22 octubre, 2004
 Gabriel Borbón, estudiante de turismo, es parte del grupo de voluntarios que ayuda a mantener a flote el delfín. El mamífero solo acepta, por ahora, pescado licuado. | MARVIN RAMOS /PARALA NACIÓN
Gabriel Borbón, estudiante de turismo, es parte del grupo de voluntarios que ayuda a mantener a flote el delfín. El mamífero solo acepta, por ahora, pescado licuado. | MARVIN RAMOS /PARALA NACIÓN

Salió de aguas profundas hasta playa Caldera; soportó las largas horas de su rescate, y traslado, a Puntarenas. Y, ahora, se mantiene a flote gracias a la manos de un grupo de voluntarios.

¡Qué sobreviva! Es el deseo de quienes han visto de cerca la travesía del delfín que está, desde este lunes, en el Parque Marino del Pacífico, en Puntarenas.

El delfín macho es de la especie Stenella coeruleoalba –rayado– y es un adulto joven, o sea, apenas inicia su madurez sexual.

“Detectamos una neumonía en su organismo. Le hemos practicado dos exámenes de sangre –con la ayuda del Hospital Monseñor Sanabria– y le estamos suministrando antibióticos”, dijo Javier Rodríguez, experto en mamíferos de la Fundación Promar.

Por ahora, el pronóstico sobre su salud es reservado.

Sin embargo, el equipo detectó, ayer, una mejoría en su ritmo cardiaco.

“Puede morir o recuperarse, lo cierto es que estamos haciendo todo lo posible para salvarlo”, añadió.

En Costa Rica pueden observarse seis especies de delfines. Rodríguez comentó que los delfines rayados viajan en grupos y viven en mar abierto.

Su fundación, Promar, tiene un equipo preparado para el estudio y rescate de los mamíferos marinos.

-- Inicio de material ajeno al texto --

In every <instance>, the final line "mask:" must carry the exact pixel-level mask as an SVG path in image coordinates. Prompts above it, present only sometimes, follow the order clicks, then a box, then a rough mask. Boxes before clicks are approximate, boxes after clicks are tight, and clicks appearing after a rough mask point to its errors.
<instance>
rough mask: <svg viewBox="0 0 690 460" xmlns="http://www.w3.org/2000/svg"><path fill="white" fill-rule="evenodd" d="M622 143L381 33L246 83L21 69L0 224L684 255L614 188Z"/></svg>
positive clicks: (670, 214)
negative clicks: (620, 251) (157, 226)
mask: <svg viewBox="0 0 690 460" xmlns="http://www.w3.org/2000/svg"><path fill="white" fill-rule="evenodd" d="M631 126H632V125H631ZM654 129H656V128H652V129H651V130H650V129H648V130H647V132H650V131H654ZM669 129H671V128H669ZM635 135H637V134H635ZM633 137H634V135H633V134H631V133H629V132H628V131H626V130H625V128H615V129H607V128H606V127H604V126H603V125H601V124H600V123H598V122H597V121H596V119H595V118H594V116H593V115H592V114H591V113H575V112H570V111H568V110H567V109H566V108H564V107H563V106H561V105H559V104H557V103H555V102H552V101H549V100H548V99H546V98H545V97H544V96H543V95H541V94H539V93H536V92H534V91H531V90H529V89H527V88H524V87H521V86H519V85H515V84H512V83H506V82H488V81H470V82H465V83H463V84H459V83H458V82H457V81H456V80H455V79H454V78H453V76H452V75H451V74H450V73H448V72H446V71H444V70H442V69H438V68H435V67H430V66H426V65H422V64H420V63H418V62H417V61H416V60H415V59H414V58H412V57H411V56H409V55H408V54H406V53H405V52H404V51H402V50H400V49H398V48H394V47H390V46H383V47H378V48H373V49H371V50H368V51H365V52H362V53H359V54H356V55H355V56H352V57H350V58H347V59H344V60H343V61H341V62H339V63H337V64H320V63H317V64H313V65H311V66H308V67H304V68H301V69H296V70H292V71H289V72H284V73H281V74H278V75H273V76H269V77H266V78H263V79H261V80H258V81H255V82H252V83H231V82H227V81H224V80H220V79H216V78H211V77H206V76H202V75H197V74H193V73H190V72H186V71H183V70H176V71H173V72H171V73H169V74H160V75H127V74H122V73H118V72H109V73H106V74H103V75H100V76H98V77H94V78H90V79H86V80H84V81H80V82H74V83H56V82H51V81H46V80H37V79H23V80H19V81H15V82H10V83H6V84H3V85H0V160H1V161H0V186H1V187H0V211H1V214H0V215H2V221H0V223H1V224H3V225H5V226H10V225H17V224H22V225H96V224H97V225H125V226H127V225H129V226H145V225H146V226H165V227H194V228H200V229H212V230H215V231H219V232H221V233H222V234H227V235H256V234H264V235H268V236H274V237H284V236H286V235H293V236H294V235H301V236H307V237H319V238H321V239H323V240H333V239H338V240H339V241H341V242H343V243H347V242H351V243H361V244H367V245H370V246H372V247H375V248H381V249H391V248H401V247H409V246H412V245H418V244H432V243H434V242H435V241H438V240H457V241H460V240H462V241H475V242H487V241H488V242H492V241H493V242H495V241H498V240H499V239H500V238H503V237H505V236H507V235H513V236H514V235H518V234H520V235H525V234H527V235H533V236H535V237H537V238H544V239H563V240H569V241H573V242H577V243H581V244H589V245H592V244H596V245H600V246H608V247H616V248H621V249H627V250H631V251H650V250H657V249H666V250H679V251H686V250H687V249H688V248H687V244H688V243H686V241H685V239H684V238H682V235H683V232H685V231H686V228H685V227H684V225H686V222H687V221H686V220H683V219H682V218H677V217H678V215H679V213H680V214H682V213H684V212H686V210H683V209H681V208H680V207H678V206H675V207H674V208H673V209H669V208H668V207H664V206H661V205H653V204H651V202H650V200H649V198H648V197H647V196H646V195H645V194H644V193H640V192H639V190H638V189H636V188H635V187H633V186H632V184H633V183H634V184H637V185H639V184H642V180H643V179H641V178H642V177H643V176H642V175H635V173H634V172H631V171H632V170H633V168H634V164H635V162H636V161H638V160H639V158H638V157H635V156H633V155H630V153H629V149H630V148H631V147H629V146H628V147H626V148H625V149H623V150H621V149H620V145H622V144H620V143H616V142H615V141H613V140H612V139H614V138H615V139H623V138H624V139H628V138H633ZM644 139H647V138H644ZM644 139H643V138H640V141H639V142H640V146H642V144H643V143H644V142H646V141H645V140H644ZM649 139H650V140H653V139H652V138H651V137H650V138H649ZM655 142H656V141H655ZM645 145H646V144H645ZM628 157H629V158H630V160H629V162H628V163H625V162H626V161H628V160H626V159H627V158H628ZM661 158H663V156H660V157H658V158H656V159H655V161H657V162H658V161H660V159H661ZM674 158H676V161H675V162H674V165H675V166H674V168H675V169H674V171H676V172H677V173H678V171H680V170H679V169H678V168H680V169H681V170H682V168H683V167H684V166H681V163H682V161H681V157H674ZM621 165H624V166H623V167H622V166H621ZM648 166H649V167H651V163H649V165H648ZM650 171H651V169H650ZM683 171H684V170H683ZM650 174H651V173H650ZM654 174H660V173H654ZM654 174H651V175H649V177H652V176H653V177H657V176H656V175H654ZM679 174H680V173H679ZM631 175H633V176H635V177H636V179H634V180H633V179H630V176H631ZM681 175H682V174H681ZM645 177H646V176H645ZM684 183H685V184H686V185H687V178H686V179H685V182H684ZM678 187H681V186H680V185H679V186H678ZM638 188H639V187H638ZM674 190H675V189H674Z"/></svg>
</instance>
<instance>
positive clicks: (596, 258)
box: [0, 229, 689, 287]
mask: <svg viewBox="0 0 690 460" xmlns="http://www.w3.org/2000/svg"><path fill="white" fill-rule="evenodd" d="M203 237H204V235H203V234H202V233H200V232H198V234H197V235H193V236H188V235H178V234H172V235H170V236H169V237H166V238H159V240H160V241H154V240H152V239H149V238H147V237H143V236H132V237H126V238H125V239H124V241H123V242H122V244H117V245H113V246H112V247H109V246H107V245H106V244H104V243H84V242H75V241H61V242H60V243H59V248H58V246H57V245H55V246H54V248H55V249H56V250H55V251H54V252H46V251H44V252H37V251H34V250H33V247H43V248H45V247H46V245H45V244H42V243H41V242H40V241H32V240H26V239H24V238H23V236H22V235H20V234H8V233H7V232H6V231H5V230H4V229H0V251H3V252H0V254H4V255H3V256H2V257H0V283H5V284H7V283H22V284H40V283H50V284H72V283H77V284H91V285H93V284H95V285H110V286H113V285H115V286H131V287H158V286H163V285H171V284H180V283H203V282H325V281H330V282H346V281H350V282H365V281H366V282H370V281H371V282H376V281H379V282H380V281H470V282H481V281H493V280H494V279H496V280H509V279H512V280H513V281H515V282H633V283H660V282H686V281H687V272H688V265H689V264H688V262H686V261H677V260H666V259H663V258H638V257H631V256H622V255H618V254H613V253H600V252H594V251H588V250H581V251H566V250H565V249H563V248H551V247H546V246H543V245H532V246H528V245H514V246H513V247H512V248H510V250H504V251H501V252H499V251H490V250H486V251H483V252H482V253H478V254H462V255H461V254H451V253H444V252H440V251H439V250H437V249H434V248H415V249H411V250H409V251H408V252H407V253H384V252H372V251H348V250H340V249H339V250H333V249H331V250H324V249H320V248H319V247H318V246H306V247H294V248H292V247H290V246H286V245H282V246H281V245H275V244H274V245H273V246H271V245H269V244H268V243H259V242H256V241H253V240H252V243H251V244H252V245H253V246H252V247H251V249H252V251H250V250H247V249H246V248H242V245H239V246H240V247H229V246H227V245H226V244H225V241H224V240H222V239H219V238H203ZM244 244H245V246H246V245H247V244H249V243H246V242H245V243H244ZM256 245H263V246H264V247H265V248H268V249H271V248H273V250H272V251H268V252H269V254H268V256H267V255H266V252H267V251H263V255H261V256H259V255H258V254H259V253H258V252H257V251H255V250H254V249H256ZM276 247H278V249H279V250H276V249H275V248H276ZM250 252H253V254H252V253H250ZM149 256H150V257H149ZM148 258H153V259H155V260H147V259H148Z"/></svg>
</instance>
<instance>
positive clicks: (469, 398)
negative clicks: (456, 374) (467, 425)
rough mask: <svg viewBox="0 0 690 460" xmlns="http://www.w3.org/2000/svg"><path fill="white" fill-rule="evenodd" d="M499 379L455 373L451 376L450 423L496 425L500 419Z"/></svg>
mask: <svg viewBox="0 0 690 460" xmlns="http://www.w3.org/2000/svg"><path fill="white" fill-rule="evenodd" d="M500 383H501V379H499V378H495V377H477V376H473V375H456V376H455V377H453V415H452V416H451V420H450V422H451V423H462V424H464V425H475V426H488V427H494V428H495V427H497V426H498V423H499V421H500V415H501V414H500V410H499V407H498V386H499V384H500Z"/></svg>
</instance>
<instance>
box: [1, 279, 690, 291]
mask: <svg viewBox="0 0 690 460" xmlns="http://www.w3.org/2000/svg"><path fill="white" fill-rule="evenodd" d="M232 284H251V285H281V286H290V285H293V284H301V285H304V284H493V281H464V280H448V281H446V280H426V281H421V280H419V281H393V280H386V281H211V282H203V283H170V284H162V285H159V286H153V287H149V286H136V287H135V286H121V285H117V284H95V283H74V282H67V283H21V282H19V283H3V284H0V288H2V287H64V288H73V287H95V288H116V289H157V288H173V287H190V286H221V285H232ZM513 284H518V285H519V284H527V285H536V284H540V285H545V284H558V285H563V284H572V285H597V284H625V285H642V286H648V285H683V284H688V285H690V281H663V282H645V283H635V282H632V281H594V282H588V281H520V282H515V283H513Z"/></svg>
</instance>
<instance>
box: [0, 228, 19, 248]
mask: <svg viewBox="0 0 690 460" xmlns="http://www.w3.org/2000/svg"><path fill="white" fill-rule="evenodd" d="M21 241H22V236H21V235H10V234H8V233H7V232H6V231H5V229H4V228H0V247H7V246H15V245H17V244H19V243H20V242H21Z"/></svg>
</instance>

Para esas misiones viajan por todo el país y reciben llamadas de auxilio en el teléfono 233-9074.

El grupo pidió, con urgencia, voluntarios para las tareas en Puntarenas.

Pueden participar mayores de edad o jóvenes de 17 años, autorizados por sus padres para esa tarea.

Por roles

Los voluntarios se organizan en turnos de una hora para entrar a la piscina y sostener al delfín, entre sus brazos, para que se mantenga a flote y pueda respirar.

Usted, también, puede donar dinero para la compra de medicinas y comida.

Para que el proceso sea ordenado, y sepa si el mamífero aún sigue con vida, llame a los teléfono del Parque Marino: 661-5271 o 661-52-72.

Ángel Herrera Ulloa, director del lugar, contó que, además de facilitar las instalaciones, un equipo de sus técnicos colabora con los expertos de Promar.

La red de voluntarios incluye a estudiantes de USAC, la Universidad Nacional y del Instituto Nacional de Aprendizaje de la ciudad.

“La semana pasada trasladamos a seis tortugas lora que nacieron en la playa, frente al barrio El Roble”, contó Herrera.

Las tortugas fueron encontradas por pescadores, quienes llamaron al Parque Marino. Ahora, un equipo las alimenta e hidrata para dejarlas, luego, en el mar.